You are viewing a plain text version of this content. The canonical link for it is here.
Posted to common-user@hadoop.apache.org by Justin Vincent <ju...@gmail.com> on 2011/12/05 19:43:08 UTC

Multiple Mappers for Multiple Tables

I would like join some db tables, possibly from different databases, in a
MR job.

I would essentially like to use MultipleInputs, but that seems file
oriented. I need a different mapper for each db table.

Suggestions?

Thanks!

Justin Vincent

Re: Multiple Mappers for Multiple Tables

Posted by Praveen Sripati <pr...@gmail.com>.
MultipleInputs take multiple Path (files) and not DB as input. As mentioned
earlier export tables into HDFS either using Sqoop or native DB export tool
and then do the processing. Sqoop is configured to use native DB export
tool whenever possible.

Regards,
Praveen

On Tue, Dec 6, 2011 at 3:44 AM, Justin Vincent <ju...@gmail.com> wrote:

> Thanks Bejoy,
> I was looking at DBInputFormat with MultipleInputs. MultipleInputs takes a
> Path parameter. Are these paths just ignored here?
>
> On Mon, Dec 5, 2011 at 2:31 PM, Bejoy Ks <be...@gmail.com> wrote:
>
> > Hi Justin,
> >            Just to add on to my response. If you need to fetch data from
> > rdbms on your mapper using your custom mapreduce code you can use the
> > DBInputFormat in your mapper class with MultipleInputs. You have to be
> > careful in using the number of mappers for your application as dbs would
> be
> > constrained with a limit on maximum simultaneous connections. Also you
> need
> > to ensure that that the same Query is not executed n number of times in n
> > mappers all fetching the same data, It'd be just wastage of network.
> Sqoop
> > + Hive would be my recommendation and a good combination for such use
> > cases. If you have Pig competency you can also look into pig instead of
> > hive.
> >
> > Hope it helps!...
> >
> > Regards
> > Bejoy.K.S
> >
> > On Tue, Dec 6, 2011 at 1:36 AM, Bejoy Ks <be...@gmail.com> wrote:
> >
> > > Justin
> > >         If I get your requirement right you need to get in data from
> > > multiple rdbms sources and do a join on the same, also may be some more
> > > custom operations on top of this.
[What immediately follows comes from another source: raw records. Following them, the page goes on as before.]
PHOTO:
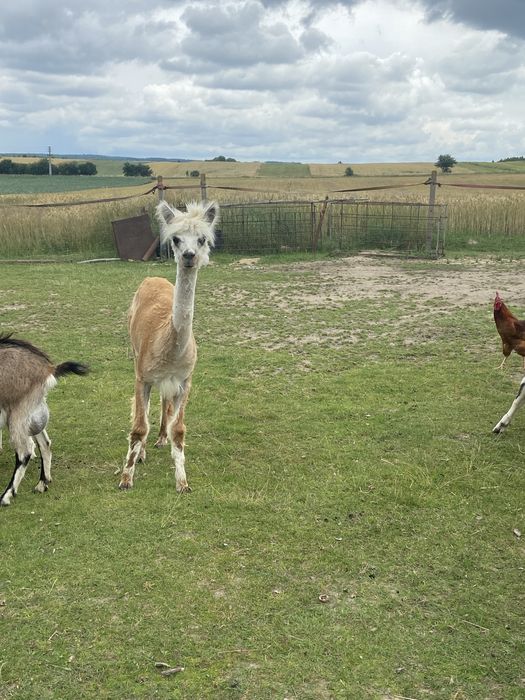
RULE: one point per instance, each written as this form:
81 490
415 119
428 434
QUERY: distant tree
136 169
446 163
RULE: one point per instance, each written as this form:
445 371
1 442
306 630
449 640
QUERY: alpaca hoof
125 484
6 499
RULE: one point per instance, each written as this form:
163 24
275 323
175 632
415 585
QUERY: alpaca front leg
166 413
21 461
177 431
44 447
138 435
516 404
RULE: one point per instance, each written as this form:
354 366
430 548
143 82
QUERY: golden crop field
477 212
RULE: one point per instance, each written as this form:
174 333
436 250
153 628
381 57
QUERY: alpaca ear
211 212
165 214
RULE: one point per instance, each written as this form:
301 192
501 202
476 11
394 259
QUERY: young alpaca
516 404
26 375
160 328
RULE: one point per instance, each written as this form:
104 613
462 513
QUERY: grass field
339 450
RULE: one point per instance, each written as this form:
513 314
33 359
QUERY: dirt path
459 284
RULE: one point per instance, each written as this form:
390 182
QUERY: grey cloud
507 16
234 35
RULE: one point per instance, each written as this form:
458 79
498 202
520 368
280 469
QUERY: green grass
339 444
37 184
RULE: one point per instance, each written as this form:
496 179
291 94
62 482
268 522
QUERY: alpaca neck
183 304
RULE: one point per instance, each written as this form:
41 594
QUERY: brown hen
511 330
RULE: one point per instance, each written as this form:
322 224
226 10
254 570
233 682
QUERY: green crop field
40 184
354 529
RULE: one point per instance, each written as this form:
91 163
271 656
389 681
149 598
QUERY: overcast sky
320 81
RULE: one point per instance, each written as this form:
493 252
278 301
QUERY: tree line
41 167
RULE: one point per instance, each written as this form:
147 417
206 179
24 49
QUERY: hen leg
505 421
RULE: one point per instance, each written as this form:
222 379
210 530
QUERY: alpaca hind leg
22 457
138 435
177 431
166 416
44 447
504 422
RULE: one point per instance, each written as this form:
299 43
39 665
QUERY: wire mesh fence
332 225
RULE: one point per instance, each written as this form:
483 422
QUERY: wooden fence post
319 227
431 202
204 188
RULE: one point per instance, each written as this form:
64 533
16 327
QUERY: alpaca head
191 233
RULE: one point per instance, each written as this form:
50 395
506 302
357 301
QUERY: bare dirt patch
461 284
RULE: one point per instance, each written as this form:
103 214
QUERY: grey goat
26 375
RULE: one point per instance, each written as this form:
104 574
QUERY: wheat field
483 212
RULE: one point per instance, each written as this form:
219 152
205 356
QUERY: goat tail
70 367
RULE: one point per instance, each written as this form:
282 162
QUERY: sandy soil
460 283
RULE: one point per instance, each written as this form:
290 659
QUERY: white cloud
322 81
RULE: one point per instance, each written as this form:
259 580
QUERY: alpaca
26 375
160 326
516 404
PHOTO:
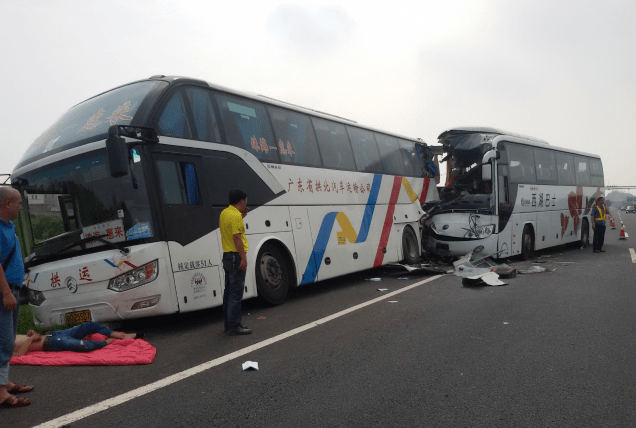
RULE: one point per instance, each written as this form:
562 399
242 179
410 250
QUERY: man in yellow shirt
234 260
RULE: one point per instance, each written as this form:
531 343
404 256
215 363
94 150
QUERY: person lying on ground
71 339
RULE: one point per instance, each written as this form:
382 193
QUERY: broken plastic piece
250 365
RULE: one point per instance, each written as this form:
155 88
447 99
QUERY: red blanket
124 352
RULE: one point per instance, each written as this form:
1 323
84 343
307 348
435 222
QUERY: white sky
563 71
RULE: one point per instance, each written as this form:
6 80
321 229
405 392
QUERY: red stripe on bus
388 221
427 182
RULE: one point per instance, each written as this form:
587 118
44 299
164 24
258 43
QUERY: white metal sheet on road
112 402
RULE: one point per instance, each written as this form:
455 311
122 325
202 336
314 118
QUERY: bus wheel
409 246
527 243
272 275
585 234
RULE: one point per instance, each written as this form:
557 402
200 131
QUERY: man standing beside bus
11 276
599 214
234 261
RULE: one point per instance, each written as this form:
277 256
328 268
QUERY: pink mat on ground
124 352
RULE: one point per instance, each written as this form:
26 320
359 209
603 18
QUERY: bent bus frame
129 228
507 194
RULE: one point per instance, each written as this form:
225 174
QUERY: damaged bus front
507 194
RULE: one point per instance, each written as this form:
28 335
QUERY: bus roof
518 138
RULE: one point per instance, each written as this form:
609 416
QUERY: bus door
188 229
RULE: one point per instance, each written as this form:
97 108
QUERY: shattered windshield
77 198
464 188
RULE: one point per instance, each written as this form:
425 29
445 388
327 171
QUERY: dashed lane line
135 393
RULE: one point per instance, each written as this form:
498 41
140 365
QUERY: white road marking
135 393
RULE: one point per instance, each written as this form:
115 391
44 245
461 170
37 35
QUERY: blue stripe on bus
368 211
315 260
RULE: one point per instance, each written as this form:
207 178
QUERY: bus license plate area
78 317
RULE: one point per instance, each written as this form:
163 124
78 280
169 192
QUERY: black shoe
240 330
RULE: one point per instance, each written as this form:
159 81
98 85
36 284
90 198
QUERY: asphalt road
549 349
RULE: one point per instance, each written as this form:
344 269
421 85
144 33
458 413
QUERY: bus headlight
135 278
36 298
481 232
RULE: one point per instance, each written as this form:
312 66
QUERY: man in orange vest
599 215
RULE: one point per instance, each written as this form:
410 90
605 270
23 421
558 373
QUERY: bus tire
272 275
527 242
409 246
585 234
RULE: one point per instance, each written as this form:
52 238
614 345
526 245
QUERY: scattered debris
250 365
533 269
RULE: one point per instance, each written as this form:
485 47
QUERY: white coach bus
508 194
123 195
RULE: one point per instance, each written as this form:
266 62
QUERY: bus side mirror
117 153
486 172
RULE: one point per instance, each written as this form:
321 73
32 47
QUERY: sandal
14 401
18 387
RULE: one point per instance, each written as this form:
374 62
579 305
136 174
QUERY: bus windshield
465 190
77 198
90 120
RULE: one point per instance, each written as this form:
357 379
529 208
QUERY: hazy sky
560 70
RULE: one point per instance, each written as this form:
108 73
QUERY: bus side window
173 121
179 184
565 168
390 153
521 162
296 140
334 144
409 156
582 171
596 171
246 125
545 166
365 150
205 123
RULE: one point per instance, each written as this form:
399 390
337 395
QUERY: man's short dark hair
236 196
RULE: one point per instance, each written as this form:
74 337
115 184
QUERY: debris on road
250 365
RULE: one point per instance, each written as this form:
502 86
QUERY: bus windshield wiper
84 241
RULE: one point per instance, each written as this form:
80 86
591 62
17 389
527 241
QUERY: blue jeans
71 339
233 293
8 330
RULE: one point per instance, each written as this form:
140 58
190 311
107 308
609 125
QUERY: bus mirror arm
116 147
486 164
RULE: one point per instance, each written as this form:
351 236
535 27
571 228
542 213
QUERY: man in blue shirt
11 276
599 215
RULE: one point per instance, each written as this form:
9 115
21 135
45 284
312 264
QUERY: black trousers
599 236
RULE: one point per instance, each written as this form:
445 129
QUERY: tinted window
545 166
565 168
295 136
410 158
582 171
173 121
247 126
179 184
596 172
205 123
334 144
521 163
390 154
365 150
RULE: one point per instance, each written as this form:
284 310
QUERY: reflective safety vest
601 214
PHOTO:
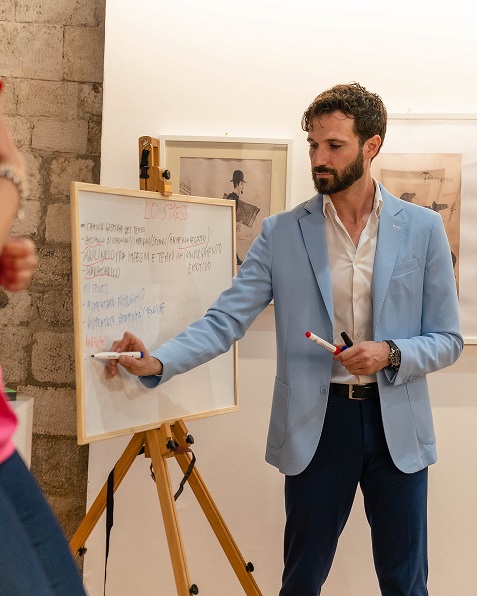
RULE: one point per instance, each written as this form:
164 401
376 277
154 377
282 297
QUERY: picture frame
255 172
439 151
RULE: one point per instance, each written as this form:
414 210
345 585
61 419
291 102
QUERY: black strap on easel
109 518
173 446
187 474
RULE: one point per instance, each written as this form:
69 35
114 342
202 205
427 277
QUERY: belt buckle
351 396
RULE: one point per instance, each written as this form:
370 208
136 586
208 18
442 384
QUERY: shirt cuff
151 381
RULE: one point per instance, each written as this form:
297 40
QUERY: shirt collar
377 205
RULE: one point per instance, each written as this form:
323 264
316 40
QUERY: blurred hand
364 358
18 263
142 367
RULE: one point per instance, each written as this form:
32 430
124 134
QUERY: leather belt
357 392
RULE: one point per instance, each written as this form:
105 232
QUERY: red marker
324 344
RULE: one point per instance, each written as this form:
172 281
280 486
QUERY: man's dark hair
367 109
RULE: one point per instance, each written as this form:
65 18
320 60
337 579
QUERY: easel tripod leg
218 525
99 505
155 440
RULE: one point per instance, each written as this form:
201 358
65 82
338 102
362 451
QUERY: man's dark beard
339 182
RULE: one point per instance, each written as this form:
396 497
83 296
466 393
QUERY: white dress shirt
351 280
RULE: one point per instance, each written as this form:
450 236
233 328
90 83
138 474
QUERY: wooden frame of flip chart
150 265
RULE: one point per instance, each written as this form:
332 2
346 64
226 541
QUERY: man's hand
364 358
142 367
18 263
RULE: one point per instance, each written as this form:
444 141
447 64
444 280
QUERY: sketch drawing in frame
252 172
431 160
431 180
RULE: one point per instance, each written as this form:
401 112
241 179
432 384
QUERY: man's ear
371 147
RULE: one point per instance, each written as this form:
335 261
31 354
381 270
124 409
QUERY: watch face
395 358
394 355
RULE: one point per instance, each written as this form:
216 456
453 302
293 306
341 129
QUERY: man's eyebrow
330 140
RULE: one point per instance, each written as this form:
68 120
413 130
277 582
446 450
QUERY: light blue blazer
414 304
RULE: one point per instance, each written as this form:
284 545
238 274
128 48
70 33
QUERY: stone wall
51 60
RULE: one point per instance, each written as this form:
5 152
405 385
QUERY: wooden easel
159 444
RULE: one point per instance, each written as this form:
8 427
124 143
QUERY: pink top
8 424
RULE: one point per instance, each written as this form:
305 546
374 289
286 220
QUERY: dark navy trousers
352 451
35 558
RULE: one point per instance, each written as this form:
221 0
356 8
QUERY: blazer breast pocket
406 267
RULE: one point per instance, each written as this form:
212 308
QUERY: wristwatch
394 358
For this you don't need to go in for
> > > writing your custom mapreduce code unless it is that required. You can
> > > achieve the same in two easy steps
> > > - Import data from RDBMS into Hive using SQOOP (Import)
> > > - Use hive to do some join and processing on this data
> > >
> > > Hope it helps!..
> > >
> > > Regards
> > > Bejoy.K.S
> > >
> > >
> > > On Tue, Dec 6, 2011 at 12:13 AM, Justin Vincent <justinvf@gmail.com
> > >wrote:
> > >
> > >> I would like join some db tables, possibly from different databases,
> in
> > a
> > >> MR job.
> > >>
> > >> I would essentially like to use MultipleInputs, but that seems file
> > >> oriented. I need a different mapper for each db table.
> > >>
> > >> Suggestions?
> > >>
> > >> Thanks!
> > >>
> > >> Justin Vincent
> > >>
> > >
> > >
> >
>

Re: Multiple Mappers for Multiple Tables

Posted by Justin Vincent <ju...@gmail.com>.
Thanks Bejoy,
I was looking at DBInputFormat with MultipleInputs. MultipleInputs takes a
Path parameter. Are these paths just ignored here?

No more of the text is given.